Now add an ominous object and some male entitlement to the plot, and you get Curry Barker’s micro-budget film that has won big bucks on the box office, Obsession. The 26-year-old YouTuber known for That’s a Bad Idea takes a cliché and drags it somewhere much darker. Something you may not be ready for but will thoroughly enjoy.

Made on a $1 million budget—a fraction of what most studio horror films cost—the 109-minute follows four friends, Ian (Cooper Tomlinson, who’s also Barker’s longtime creative partner), Sarah (Megan Lawless), Baron aka Bear (Michael Johnston), and Nikki (Inde Navarrette). But everything ultimately revolves around Bear’s unrequited love for Nikki that somehow spirals into an unsettling obsession—but the other way around.

In a year of doom-and-gloom scenarios as far as onscreen love stories are concerned (Wuthering Heights, The Drama, Something Very Bad is Going to Happen), Obsession pushes the mantle with its “What if you got exactly what you wished for?” premise. It’s creepy, funny, and deeply uncomfortable, sometimes, all at once, taking you to the edge of the seat and back with dizzying suddenness. Inde Navarrette steals the show as Nikki. Her unnerving frozen smiles, raw tears, and blood-curdling screeches are the stuff of nightmares (but also a meme gold mine).

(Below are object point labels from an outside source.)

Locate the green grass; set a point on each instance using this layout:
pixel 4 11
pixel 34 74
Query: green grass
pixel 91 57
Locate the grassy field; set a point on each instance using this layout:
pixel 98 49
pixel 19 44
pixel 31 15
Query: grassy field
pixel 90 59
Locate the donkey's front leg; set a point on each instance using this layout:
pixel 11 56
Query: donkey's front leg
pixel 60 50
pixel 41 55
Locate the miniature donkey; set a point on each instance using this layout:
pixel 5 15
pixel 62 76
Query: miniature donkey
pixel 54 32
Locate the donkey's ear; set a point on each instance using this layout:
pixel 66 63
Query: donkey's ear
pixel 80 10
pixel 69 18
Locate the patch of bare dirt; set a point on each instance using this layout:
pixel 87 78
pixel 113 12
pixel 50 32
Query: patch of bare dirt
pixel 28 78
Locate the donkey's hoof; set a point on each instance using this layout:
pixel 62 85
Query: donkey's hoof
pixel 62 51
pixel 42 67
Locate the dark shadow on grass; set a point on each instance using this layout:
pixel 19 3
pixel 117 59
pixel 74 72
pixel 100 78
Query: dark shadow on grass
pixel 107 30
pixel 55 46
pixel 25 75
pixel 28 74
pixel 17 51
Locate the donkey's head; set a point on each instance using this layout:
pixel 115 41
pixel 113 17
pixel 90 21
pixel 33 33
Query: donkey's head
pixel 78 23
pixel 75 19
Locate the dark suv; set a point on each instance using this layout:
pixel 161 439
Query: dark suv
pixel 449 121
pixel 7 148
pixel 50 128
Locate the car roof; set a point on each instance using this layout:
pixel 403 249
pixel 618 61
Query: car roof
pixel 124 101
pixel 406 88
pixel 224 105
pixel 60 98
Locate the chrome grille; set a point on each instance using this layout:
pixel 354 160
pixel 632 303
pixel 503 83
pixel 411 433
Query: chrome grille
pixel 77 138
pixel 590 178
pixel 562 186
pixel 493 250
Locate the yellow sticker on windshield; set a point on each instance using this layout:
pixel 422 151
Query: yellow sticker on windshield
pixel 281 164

And for those who haven’t had enough of Obsession, Barker already has ideas for a sequel or even an anthology series revolving around the One-Wish Willow. Below, unfiltered thoughts that confirm why everyone is currently obsessing over Obsession.

Obsession_The Nod

  1. Only millennials will agree, Bear being so smitten with Nikki but struggling to tell her how he feels is such a peak ’90s trope.
  2. What a cute store! Spell candles, rare crystals, little voodoo dolls... Need to have a store like this!
  3. Oh, it is an actual store: a brick and mortar in Burbank called The Green Man. You are welcome. (Or we’re sorry?)
  4. Bear’s decision to buy the One-Wish Willow has big “walking into the dark basement after being told not to” energy.
  5. Obsession proves that men will literally try altering reality before they ask you out, perfect openings be damned.
  6. How does a pretty girl at the door in a red dress give Chucky vibes?
  7. Wow. From being friends to moving in together in the space of a few minutes, life’s taken a 180-degree turn for Bear and Nikki. Nothing says romance like removing someone’s free will.
  8. Why is Bear behaving like he did not want any of this?
  9. “It smells like you.” Bear reeks of dead cat?
  10. I’d be drunk if I took a shot every time Nikki mentioned Bear’s dead cat.
  11. Nikki snapping back to herself mid-kiss is the scariest thing I’ve watched all year.
  12. No, wait, her cowering in the corner of the bedroom watching Bear sleep is the scariest thing I’ve watched all year. Also note to myself: staying off vases in the near foreseeable future.
  13. No, Nikki, we don’t drag a dead cat into the house and host a funeral.
  14. Sealing apartment doors shut with duct tape to stop Bear from leaving for work? Children, this is what loving someone “more than anything in the fucking world” looks like.
  15. Is this a stare-down? How long are we supposed to be stuck on Nikki’s ear-to-ear, possessed AF smile? It’s giving me the creeps.
  16. You don’t test the palate of the “little food critic” by offering him a shady sandwich! What did the cat ever do to you, Nikki
  17. Inde Navarrette, you freak! What a star. She moves from an ear-to-ear smile to loud, raw tears to angry bark and back in seconds. That’s faster than I can fake benign acquiescence in a meeting.
  18. The car scene might have brought me closer to my death. I can feel that eyeball staring at me. Googling “jump scare” should lead one to this clip (even if you’re in India and are getting the abridged version).
  19. Can I switch lives with Ian? Only for the billion dollars and a grand total of two minutes, though.
  20. Bear needed maybe two more friends to fix this whole thing.
  21. Curry Barker better pay our light bills for the next two months.